- Pelanggaran yang terjadi secara terus-menerus mengungkap data 17.000 karyawan Volvo Amerika Utara
- Peretas mencuri nama, SSN, data medis dan asuransi, yang berdampak pada puluhan juta orang di seluruh negeri
- Ransomware SafePay mengaku bertanggung jawab dan mengeksfiltrasi 8,5 TB informasi sensitif
Data sekitar 17.000 karyawan, pelanggan, dan staf Volvo di seluruh Amerika Utara telah diekspos dalam laporan ini pelanggaran Conduent baru-baru inisebagai dampak buruk berlanjut.
Pada bulan Januari 2025 Conduent menemukan bahwa peretas sedang duduk di jaringannya selama kurang lebih dua setengah bulan pada saat itu, antara lain mengeksfiltrasi data sensitif karyawannya.
Kini, lebih dari setahun setelah pelanggaran tersebut ditemukan, Conduent memberi tahu Volvo Group Amerika Utara bahwa karyawannya terkena dampaknya, dan perusahaan tersebut menyampaikan pesan tersebut kepada stafnya.
SafePay mengaku bertanggung jawab
Dalam surat pemberitahuan pelanggaran datanya, Volvo tidak mengatakan secara pasti jenis informasi apa yang disita, selain nama orang – namun laporan sebelumnya mengklaim data yang dicuri dari Conduent mencakup nama, nomor Jaminan Sosial, data medis, dan informasi asuransi kesehatan.

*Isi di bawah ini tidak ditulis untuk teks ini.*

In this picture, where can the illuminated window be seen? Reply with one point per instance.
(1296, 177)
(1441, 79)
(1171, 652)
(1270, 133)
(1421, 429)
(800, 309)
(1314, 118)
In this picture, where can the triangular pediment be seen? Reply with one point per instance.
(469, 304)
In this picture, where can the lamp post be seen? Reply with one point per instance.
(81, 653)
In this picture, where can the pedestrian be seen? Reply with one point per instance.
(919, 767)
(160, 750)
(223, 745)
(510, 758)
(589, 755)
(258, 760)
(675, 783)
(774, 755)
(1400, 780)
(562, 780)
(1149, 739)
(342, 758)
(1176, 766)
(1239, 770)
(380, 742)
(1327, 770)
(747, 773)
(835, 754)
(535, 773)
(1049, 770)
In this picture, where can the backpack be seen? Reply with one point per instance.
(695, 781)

Conduent Incorporated adalah perusahaan layanan proses bisnis Amerika yang menawarkan berbagai layanan seperti pemrosesan transaksi, otomatisasi, dan analitik, di berbagai sektor seperti perawatan kesehatan, transportasi, dan pemerintahan. Beberapa klien terbesarnya termasuk Dinas Rahasia AS, Medicaid Distrik Columbia, dan lainnya. Ini melayani ratusan organisasi pemerintah dan transportasi.
Conduent juga mengatakan tidak ada bukti bahwa data tersebut disalahgunakan secara liar, namun tetap menawarkan layanan pencurian identitas dan pemantauan kredit gratis kepada semua orang yang terkena dampak.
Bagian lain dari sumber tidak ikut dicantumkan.